Интересно-то с нею было очень, но и жутковато. Истерия, морфий и портвейн сделали ее одною из самых диких женщин, каких когда-либо рождало русское интеллигентное общество, при всем плачевном изобилии в нем неуравновешенных натур. Даже в женской галерее Достоевского нет такой причудливой и опасной фигуры. Подчеркиваю — опасной, — потому что изменчивое буйство ее отравленного характера никогда не позволяло даже самым близким к ней угадывать, скажем, поутру, чего от нее можно ожидать в полдень, уже и не помышляя о такой отдаленности, как вечер. А весьма значительная и разносторонняя одаренность и бурно настойчивая капризная воля облекали ее безудержные порывы в хаотическую ‘инфернальность’, весьма неразборчивую в целях и средствах. Летопись ее дружбы можно назвать международною трагикомедией знаменитостей. Кто только не был с нею приятельски близок! не переписывался, не был на ‘ты’, и кто только с нею в конце концов не поссорился!..

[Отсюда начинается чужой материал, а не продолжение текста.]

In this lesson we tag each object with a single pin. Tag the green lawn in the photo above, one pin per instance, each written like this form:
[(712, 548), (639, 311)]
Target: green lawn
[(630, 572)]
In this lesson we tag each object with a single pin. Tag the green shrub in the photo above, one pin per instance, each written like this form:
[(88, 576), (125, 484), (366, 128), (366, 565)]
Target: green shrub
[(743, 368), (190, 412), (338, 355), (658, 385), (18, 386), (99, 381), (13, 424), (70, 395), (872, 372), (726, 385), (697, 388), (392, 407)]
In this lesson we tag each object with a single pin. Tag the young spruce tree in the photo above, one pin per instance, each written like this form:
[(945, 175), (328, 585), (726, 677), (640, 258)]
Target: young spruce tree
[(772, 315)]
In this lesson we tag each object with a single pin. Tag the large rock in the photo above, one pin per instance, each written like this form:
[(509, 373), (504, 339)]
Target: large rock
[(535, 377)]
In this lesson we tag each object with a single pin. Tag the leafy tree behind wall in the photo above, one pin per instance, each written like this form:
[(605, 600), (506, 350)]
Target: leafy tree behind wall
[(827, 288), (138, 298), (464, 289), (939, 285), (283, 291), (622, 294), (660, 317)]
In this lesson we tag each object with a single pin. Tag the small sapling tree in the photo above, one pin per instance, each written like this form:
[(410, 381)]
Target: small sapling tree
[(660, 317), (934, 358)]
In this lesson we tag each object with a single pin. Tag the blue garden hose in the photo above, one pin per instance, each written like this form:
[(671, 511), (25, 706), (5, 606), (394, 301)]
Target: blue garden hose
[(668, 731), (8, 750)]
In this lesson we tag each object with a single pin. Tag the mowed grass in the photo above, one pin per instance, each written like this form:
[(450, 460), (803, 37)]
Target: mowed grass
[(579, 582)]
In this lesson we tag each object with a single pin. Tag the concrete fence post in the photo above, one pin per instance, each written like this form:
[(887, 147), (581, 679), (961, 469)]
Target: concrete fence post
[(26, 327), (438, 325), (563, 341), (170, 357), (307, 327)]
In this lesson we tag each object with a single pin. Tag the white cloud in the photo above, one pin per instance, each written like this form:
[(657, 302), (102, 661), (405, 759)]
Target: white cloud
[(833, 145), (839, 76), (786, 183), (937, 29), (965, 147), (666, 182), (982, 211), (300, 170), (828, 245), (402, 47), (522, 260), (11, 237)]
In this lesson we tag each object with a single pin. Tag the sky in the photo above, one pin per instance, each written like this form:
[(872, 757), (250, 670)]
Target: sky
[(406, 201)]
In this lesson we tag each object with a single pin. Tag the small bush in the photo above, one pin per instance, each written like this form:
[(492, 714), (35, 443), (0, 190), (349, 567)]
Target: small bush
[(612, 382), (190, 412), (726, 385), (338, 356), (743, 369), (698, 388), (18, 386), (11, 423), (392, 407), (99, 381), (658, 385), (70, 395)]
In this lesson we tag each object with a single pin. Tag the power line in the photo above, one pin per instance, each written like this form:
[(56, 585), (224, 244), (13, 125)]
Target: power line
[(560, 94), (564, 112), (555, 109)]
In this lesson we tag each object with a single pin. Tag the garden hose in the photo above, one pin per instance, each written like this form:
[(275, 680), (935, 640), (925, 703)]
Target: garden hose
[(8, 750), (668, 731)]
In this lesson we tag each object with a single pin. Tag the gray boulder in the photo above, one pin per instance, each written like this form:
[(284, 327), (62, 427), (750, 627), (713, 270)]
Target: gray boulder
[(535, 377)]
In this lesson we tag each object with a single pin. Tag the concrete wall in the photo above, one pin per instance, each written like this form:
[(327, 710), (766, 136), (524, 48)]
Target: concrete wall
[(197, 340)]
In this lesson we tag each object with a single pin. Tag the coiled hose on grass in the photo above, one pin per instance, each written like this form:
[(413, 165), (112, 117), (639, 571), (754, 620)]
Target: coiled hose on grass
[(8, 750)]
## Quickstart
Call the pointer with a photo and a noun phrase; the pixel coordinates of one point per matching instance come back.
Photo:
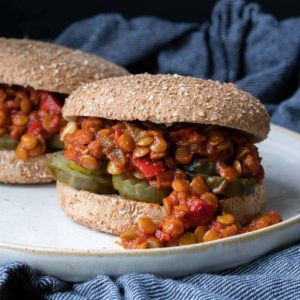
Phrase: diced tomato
(162, 236)
(49, 103)
(147, 167)
(35, 128)
(55, 121)
(201, 212)
(118, 133)
(260, 175)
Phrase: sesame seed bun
(30, 171)
(114, 214)
(50, 67)
(170, 99)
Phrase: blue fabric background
(239, 44)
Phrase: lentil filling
(30, 120)
(187, 168)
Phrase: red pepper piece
(118, 133)
(163, 236)
(201, 212)
(260, 175)
(147, 167)
(35, 128)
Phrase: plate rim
(196, 248)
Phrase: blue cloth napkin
(239, 44)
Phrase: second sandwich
(35, 78)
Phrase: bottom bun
(114, 214)
(30, 171)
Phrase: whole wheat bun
(114, 214)
(50, 67)
(31, 171)
(169, 99)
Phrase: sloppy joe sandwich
(163, 160)
(35, 78)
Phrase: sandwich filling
(30, 121)
(186, 167)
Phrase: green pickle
(8, 143)
(54, 142)
(138, 190)
(76, 167)
(60, 169)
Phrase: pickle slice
(138, 190)
(77, 167)
(60, 169)
(54, 142)
(201, 166)
(239, 187)
(8, 143)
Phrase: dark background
(46, 19)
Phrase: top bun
(49, 67)
(169, 99)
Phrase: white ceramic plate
(35, 231)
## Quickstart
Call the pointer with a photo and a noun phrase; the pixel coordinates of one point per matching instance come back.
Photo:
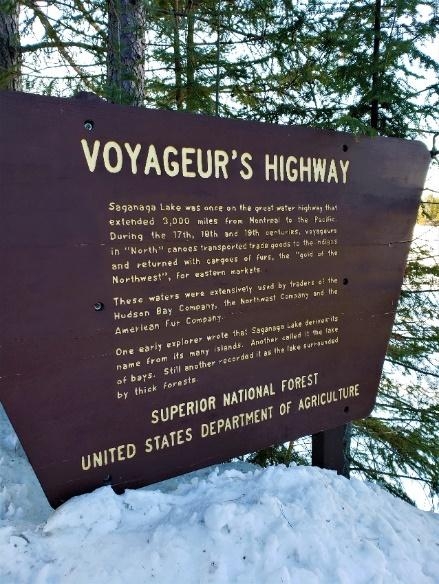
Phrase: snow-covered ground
(230, 524)
(234, 523)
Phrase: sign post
(178, 290)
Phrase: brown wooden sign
(178, 290)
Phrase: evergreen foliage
(359, 66)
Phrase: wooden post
(330, 449)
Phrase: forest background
(367, 67)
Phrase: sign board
(178, 290)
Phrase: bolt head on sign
(178, 290)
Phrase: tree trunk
(126, 51)
(10, 57)
(178, 68)
(190, 60)
(374, 113)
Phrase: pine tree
(357, 66)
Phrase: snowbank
(229, 524)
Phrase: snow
(235, 523)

В.Н. Андреев-Бурлак, Эрнст Поссарт, А.Ф. Кони, знаменитый московский баритон П.А. Хохлов, М.М. Ковалевский, Жан Ришпен, Пауль Линдау, А.С. Суворин, Л. Захер-Мазох, СЮ. Витте, Т.И. Филиппов, Максимилиан Гарден, М.И. Кази, В.И. Ковалевский, СТ. Морозов: все краски и тона мешались в пестром альбоме этой российской Рахили Варнгаген или мадам Рекамье a la cabotine (в стиле актерки (фр.))!.. Кстати замечу: Эльзу за ее интимное дружество со множеством ‘интересных мужчин’ сплетня награждала несчетным количеством любовников и репутацией какой-то ненасытной Мессалины. Это неправда. Я не присягну в том, чтобы она была образцом целомудрия, но, наблюдав ее очень близко в течение почти пяти лет, беру на себя смелость утверждать, что в ее отношениях к мужчинам чувственность имела очень малое значение. Я даже назвал бы ее скорее холодной женщиной: есть — и довольно часто встречается — такая обратная форма истерии. Она вечно, непрерывно была в кого-нибудь страстно влюблена, но не влюбленностью пола, а влюбленностью дружбы. Зато, при первом же недовольстве другом, с такою же легкостью стремительно разжаловывала его в злейшие враги. Когда я узнал ее, она молилась на двух богов: на старика Суворина и на известного германского публициста Максимилиана Гардена. Но можно было лопнуть со смеха, наблюдая, как она к ним менялась изо дня в день, в зависимости от содержания писем, которые от них получала. Особенно — к Гардену. От почты до почты он то прославлялся ею как ‘гений, которому Гейне недостоин корректуру править’, то низводился в позорные звания ‘немецкого крокодила’, ‘бесчувственной тупицы’, ‘кислятины’ и т.п.
По правде сказать, отношение Эльзы к друзьям весьма напоминало богомольных самоедов, которые, когда Микола им помогает, мазнут ему губы сметаной и, когда они Миколой недовольны, секут его розгами и выбрасывают из чума на мороз. Курьезов такого рода я мог бы рассказать, как говорится, энное количество.
Дружбой Эльзы пользоваться было надежно, но тяжело, из-за ее ревнивой и подозрительной бдительности за преданностью и искренностью друзей. Истерически недоверчивая, она в дружбе только и делала, что контролировала да проверяла.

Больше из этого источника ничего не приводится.